After Thóra hung up she couldn’t bring herself to stand up from her seat in the farthest corner of the hall. She needed to digest what Arnar had told her at the end of their conversation. It was entirely possible that the man had completely lost his mind and that his story was total fabrication, but she doubted it. He was far too serious for that, and his descriptions too precise. It also explained so much that it was difficult to imagine any other explanation.

Thóra signalled to Matthew to follow her a short distance away from the group and told him everything she had learned, adding that Arnar wanted the Greenlandic police to be informed of his involvement in the case. It took Matthew a little while to absorb the story too, and he had to ask numerous questions before he could fully grasp what had occurred. They were forced to converse in low voices in the little waiting room so that their colleagues wouldn’t hear about any of this before the authorities did. The Greenlandic police were the only ones in any position to determine the validity of the story, and there could be grave consequences if the group went home with snippets of hearsay about such a serious matter.

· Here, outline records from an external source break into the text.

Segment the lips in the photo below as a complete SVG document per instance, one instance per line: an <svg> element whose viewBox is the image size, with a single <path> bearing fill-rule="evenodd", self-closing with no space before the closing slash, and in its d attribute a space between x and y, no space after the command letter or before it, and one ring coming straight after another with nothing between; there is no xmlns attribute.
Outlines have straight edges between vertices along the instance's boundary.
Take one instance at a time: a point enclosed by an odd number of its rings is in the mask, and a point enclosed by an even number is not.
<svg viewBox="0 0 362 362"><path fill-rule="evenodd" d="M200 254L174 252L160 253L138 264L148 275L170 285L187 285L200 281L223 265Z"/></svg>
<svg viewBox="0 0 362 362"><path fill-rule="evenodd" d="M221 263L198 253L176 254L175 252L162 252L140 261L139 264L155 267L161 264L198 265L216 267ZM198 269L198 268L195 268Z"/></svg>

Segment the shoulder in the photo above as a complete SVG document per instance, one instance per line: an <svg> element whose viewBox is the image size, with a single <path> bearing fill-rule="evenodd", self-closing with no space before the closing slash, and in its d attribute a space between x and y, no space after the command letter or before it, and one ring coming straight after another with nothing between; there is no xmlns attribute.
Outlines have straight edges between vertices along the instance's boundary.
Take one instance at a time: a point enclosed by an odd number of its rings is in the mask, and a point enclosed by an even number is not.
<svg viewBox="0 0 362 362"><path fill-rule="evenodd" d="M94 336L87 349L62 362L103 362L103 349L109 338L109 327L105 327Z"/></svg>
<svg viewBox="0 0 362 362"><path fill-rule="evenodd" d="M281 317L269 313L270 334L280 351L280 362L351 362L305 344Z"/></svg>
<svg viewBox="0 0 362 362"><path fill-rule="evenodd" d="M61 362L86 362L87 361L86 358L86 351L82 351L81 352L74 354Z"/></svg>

It took them some time to convince the young policeman standing watch in the waiting room that they desperately needed to speak to his boss. The officer was supposed to ensure that none of the Icelanders left the terminal, and he obviously intended to carry out his task to the letter. In the end he saw that they would not give up and conceded to their demands. He said something incomprehensible into the radio and shortly afterwards they heard a car crunch to a stop in the gravel car park outside the terminal. The chief investigator strutted in and indicated that they should accompany him to the reception area. The others in the group watched in amazement, but none of them had asked yet what was going on. If they had, the answer would have been pretty succinct: None of your business. Dr Finnbogi did in fact call out after them and ask where they were going, but neither of them turned around or answered him.